Five Biggest Questions
1. Is Kirk Cousins a near-elite fantasy QB?
2. Will Dalvin Cook be a near-elite fantasy RB?
3. Is Latavius Murray worth drafting?
4. Can Kendall Wright be relevant?
5. Is Kyle Rudolph a locked-in TE1?
Appreciate for a moment what Kirk Cousins has been able to do since getting drafted in 2012 as the backup to former almost-legend Robert Griffin III. RGIII’s injuries and shocking all-around collapse handed Cousins the starting job, which he proceeded to relinquish to Colt McCoy in 2014. Cousins then regained the starting role the following summer, in the final year of his rookie contract. Six games into the 2015 season, Cousins had only 1,420 passing yards and a 7/8 TD/INT ratio, and a floundering Washington franchise (only three winning seasons since 2000) was sitting at 2-4.
But then everything changed. Cousins and the entire offense closed out the season 7-3 to reach the postseason. He was the eighth highest scoring fantasy QB by year's end. Recently on the brink of getting benched, Cousins surely should have jumped at the chance at a nice payday. But the Redskins’ $16-million-per-year offer wasn’t enough. He made a decision that few largely unproven talents dare make: taking a one-year contract and betting on a bigger long-term payday the following offseason. That next year he was the fifth highest scoring QB. The Redskins once again didn’t offer him what he wanted. So he gambled again on a one-year contract and finished 2017 as the sixth highest scoring QB. That led to this offseason’s signing with Minnesota: an historic fully-guaranteed, $84 million contract, making him the highest-paid player in NFL history.
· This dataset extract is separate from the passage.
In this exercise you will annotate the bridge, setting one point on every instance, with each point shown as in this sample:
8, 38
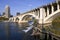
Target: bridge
47, 13
44, 14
I write all this because it demonstrates what Cousins has gone through to get to this point. For years he’s been betting on himself and winning, and that won’t change despite this cushy three-year deal. He’s in an ideal spot because of talented teammates—this is a Super Bowl-caliber team—and he’ll enter 2018 as a "buy" at his QB-8 ADP.
Dalvin Cook’s incredible start to his career ended suddenly with a Week 4 knee injury that cost him the rest of the season. He was on pace for about 1,900 total yards and eight scores on 20+ touches per contest. That would have placed him fifth among all fantasy RBs. So with his return to health, combined with Jerick McKinnon’s departure, you have to wonder why his RB ADP is stuck at 10. His only semi-serious competition is Latavius Murray, whose fantasy success the past three seasons has been driven by volume and touchdowns, not by efficiency (he hasn’t exceeded 4.0 YPC since 2014). Expect Cook to dominate touches (I'm targeting 300+), just like he did last year before going down. Simply put, he's a bargain. As for Murray, he’s a top-8 RB handcuff given there’s no one of value running behind him, so he’s certainly worth snagging in deep leagues ahead of his RB-49 ADP.
Minnesota has a stacked receiving corps. Adam Thielen is coming off a WR1 season, while Stefon Diggs was a WR2 despite missing two games. Diggs was actually on pace for 73/970/9 production, which would have placed him just inside the WR1 club. Then they went out and signed Kendall Wright, giving them one of the highest-upside #3 receivers in the league, while Laquon Treadwell bides his time as a promising third-year development project (remember, he’s still only 22 years old). Thielen and Diggs are priced right at their respective WR-12 / WR-15 ADPs. Wright (an absurd WR-105 ADP) would be an instant deeper-league bargain assuming he wins a starting job; he has WR4/5 appeal and would jump into the WR3 conversation if Thielen or Diggs gets hurt.
Finally, Kyle Rudolph keeps gettin’ it done. Another TE1 campaign and a third straight 16-game season. The only concern is Dalvin Cook’s impact: In Cook’s four games last year, Rudolph averaged 2.5 catches and 27 yards per game while finding the end zone only once. In the 12 games after Cook went down, Rudolph averaged 3.9 and 35 while scoring seven times. Understandably, a small sample size. But Cook’s backfield usage combined with Thielen’s ascension have made Rudolph the fourth option on offense -- and possibly the fifth if Wright steps up. Aside from the 2016 season, Rudolph has been a largely TD-dependent TE throughout his career, and that won’t change in 2018. He's 14th on my draft board -- lower than every expert ranking, and despite a TE-8 ADP. Let an opponent snag him at his current inflated price.